Message found by rescue personnel at Jackpot Mobile One, Rainier Oregon.
EPILOGUE
APRIL BIT HER LIP. Listening to Nurse Lain made her want to jab a ballpoint in her own thigh.
“You can go in now,” the nurse whispered. “Just remember, it’s still touch and go. He’s pretty weak.”
Pretty weak?
April thought.
No shit. The guy’s only been in a coma for nearly a year. Not like you people gave him a snowball’s chance.
She and Logan exchanged a terse glance. They’d been getting the same treatment from the hospital since day one. None of them thought Jeff would make it. None. Now that he’d defied the odds and pulled through, they seemed almost indignant about it. The thanks he got for saving the entire population of Longview.
“Thanks,” she refused eye contact with the nurse. She took Logan’s hand and they hurried to room 210 of the St. John’s Hospital Long Term Care Unit. If Jeff was conscious, he didn’t look it. All the bleeping and flashing instrumentation was still hooked up to him. Logan paused. She could feel him tense up the same way he’d done dozens of times. And dozens of times, she would nudge him with a soft, gentle word of encouragement.
Then Jeff stirred. Logan gasped and hurried to his father’s side. April was right behind him.
“Dad? Dad? Can you hear me?”
It was the same question Logan had for Jeff every day. And each day, he’d gotten no response. Until today. Jeff moved his eyelids, then his cheek twitched. April’s heart fluttered when he opened his eyes and stared right at her. She thought the dead had risen. He looked dead. Most of his body had been burnt. Something like seventy percent. Bandages covered the scars, the skin grafts, the melted flesh.
He offered Logan his hand. Logan leaned in and let his dad touch his face. As Jeff blinked away a tear, he looked at April again and opened his mouth. No noise came out, nothing discernible, at least.
“Shhh,” she whispered. “Don’t try to talk.”
He didn’t obey. “You-you did it,” his voice was terribly scratchy. “You kept my son alive. Thank you.”
“No,
you
did it,” she responded. “You stopped that thing. You saved a lot of people.”
“But, that...thing,” he said. “How’d you get away from it?”
She shook her head. “Don’t know. We lucked out, I guess. It got tired of trying to get us and moved on to the hills. Next day, the weather broke, sun came out and the snow melted.
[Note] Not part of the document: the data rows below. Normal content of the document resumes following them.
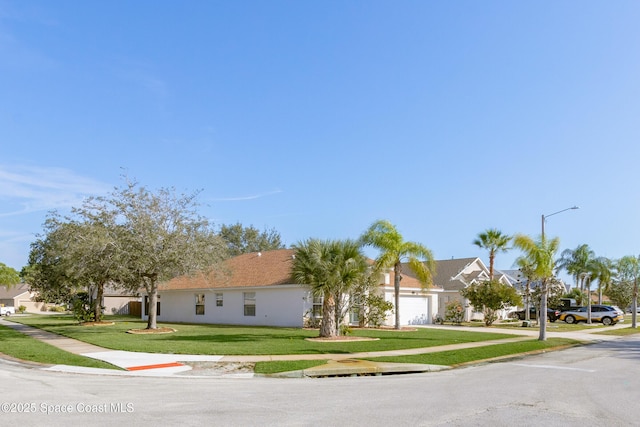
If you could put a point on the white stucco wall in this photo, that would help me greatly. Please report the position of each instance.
(275, 306)
(416, 308)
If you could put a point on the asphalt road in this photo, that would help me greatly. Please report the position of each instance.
(594, 385)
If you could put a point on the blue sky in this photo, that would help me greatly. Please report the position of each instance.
(318, 118)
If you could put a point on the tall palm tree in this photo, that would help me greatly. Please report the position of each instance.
(330, 268)
(628, 268)
(540, 255)
(494, 241)
(384, 236)
(578, 263)
(603, 273)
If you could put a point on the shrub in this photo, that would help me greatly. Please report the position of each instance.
(375, 310)
(82, 307)
(454, 312)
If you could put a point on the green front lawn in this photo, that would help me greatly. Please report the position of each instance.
(23, 347)
(242, 340)
(456, 357)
The creature just disappeared.”
He blinked a few more times and glanced around the room, at the tubes up his nose and attached to his wrist. “How long?” he managed to cough out the words.
“You’ve been in a coma for nine months, Dad,” Logan held his hand. “Nobody thought you’d make it. But we did. Me and April, we both knew you’d come back to us.”
His cracked, dry lips crinkled when he smiled. It looked painful.
Then the TV on the wall stole his attention. His eyes got huge. April turned to watch. The television news was on, the volume muted. It showed the weatherman, pointing at an ominous radar image. April turned up the sound.
“Expect that cold front to be heading into our area any time, now. With the low temperatures and heavy, dense cloud cover coming, I think we can safely say we’re officially starting the winter of ‘07-‘08 with a bang. Lots of snow. Lots of ice. It could get treacherous out there, so look out…”
She caught Jeff’s stare, then turned to the window. Set against a green backdrop, small, wispy white flakes eddied in the wind.